9558. Flags

 

The flag consists of n vertical stripes, each of which can be colored white, red, or blue. Moreover:

·        No two adjacent stripes may have the same color.

·        Any blue stripe must be placed between a red and a white stripe (in any order).

How many ways are there to color a flag with n stripes?

 

Input. One integer n (1 ≤ n ≤ 10⁶) – the number of stripes on the flag.

 

Output. Print the number of ways to color a flag with n stripes. The answer should be given modulo 10⁹ + 7.

 

Sample input	Sample output
3	4

 

 

SOLUTION

Fibonacci numbers

 

Algorithm analysis

Let:

·        f_r(n) be the number of ways to color a flag with n stripes, starting with a red stripe;

·        f_w(n) be the number of ways to color a flag with n stripes, starting with a white stripe.

 

Let’s consider how to compute the function f_r(n):

·        If the stripe following the red one is white, then the remaining flag of length n – 1 can be colored in f_w(n – 1) ways;

·        If the stripe following the red one is blue, then the stripe after the blue one must be white. After that, the remaining flag of length n – 2 can be colored in f_w(n – 2) ways;

Thus, we obtain the following equality:

f_r(n) = f_w(n – 1) + f_w(n – 2)

By analogous reasoning, we obtain:

f_w(n) = f_r(n – 1) + f_r(n – 2)

The initial conditions for the first recurrence are obvious:

·        f_r(1) = 1: A flag consisting of one stripe and starting with red can be colored in exactly one way – R.

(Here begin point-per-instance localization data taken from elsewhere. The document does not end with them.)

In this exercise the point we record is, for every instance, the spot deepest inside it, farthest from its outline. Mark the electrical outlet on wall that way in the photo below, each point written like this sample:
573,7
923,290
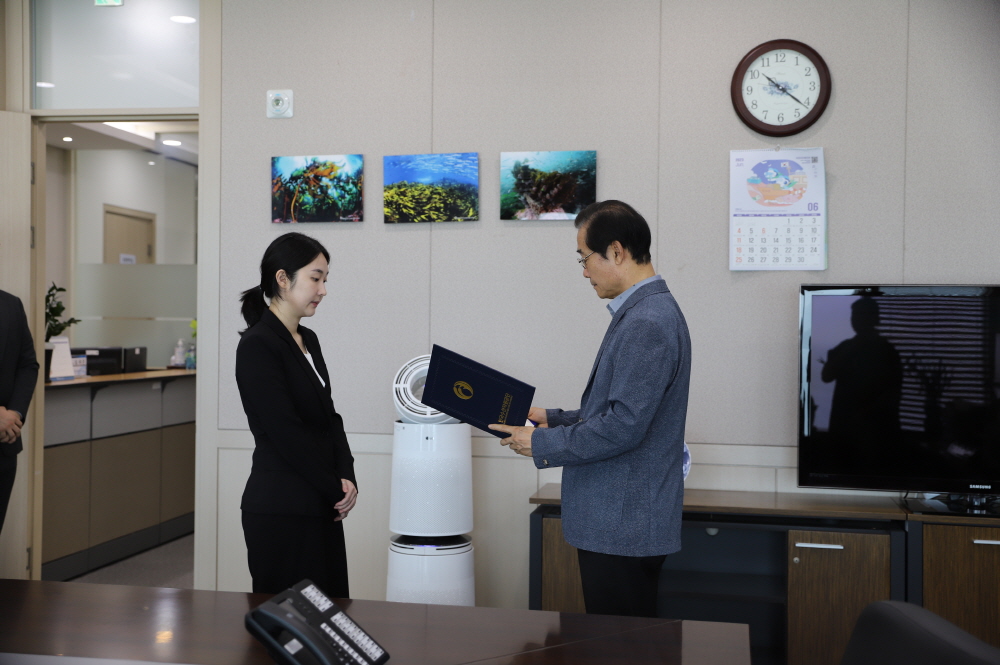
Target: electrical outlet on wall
279,103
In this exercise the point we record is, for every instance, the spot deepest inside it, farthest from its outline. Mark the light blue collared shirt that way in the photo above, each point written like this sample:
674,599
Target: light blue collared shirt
620,299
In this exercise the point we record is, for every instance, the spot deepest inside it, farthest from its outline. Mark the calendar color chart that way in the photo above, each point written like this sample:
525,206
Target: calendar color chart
777,218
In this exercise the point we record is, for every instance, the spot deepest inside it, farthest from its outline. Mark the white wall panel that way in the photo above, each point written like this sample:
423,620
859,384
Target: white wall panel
501,487
953,103
232,570
366,529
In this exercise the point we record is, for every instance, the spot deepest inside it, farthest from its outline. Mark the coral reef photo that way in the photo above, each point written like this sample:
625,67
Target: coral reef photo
547,185
440,187
317,189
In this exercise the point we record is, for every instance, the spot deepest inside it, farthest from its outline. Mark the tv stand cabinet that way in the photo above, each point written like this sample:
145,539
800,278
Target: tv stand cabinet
957,561
798,568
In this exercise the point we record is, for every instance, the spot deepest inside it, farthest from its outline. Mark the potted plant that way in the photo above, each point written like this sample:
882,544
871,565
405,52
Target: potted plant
53,325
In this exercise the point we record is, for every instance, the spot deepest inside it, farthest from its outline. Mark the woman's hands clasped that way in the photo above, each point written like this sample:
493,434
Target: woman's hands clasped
345,505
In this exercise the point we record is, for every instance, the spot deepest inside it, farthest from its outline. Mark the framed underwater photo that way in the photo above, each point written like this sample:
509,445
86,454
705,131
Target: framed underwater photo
547,185
441,187
317,189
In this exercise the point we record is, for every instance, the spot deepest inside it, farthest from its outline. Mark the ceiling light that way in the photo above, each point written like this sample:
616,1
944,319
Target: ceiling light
133,128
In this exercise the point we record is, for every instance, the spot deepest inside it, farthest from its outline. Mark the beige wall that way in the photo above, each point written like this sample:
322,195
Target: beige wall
908,135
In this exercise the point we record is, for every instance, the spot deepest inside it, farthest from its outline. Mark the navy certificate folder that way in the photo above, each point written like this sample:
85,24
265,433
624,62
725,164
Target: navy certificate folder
475,393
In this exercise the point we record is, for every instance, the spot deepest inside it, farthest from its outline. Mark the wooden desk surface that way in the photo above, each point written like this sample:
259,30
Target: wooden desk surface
206,628
119,378
769,503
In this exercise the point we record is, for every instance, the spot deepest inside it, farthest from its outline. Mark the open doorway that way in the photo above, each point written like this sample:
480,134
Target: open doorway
121,237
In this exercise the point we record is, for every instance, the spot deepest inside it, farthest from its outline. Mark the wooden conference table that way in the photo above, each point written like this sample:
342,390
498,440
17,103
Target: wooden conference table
206,628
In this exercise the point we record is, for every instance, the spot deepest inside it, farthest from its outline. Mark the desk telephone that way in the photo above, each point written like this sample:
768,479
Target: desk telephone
301,626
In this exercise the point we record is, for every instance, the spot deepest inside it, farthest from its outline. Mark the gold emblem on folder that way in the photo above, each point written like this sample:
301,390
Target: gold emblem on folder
505,408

·        f_r(2) = 1: If the first stripe is red, then the second stripe cannot be red and cannot be blue (since a blue stripe must be placed between a red and a white stripe). Therefore, the second stripe must be white. The only possible arrangement is RW.

Similarly,

f_w(1) = 1, f_w(2) = 1

Both functions f_r(n) and f_w(n) define Fibonacci numbers:

f_r(n) = F_n,

f_w(n) = F_n

The coloring of the flag starts with the first stripe. It can be either red or white. Therefore, the total number of ways to color the flag is

f_r(n) + f_w(n) = 2 * F_n

 

Algorithm implementation

Declare the constants.

 

#define MAX 1000001

#define MOD 1000000007

 

Declare an array fib to store the Fibonacci numbers.

 

long long fib[MAX];

 

Read the input value n.

 

scanf("%d", &n);

 

Fill the array fib with Fibonacci numbers.

 

fib[1] = 1; fib[2] = 1;

for (i = 3; i < MAX; i++)

  fib[i] = (fib[i - 1] + fib[i - 2]) % MOD;

 

Print the answer.

 

printf("%lld\n", (2 * fib[n]) % MOD);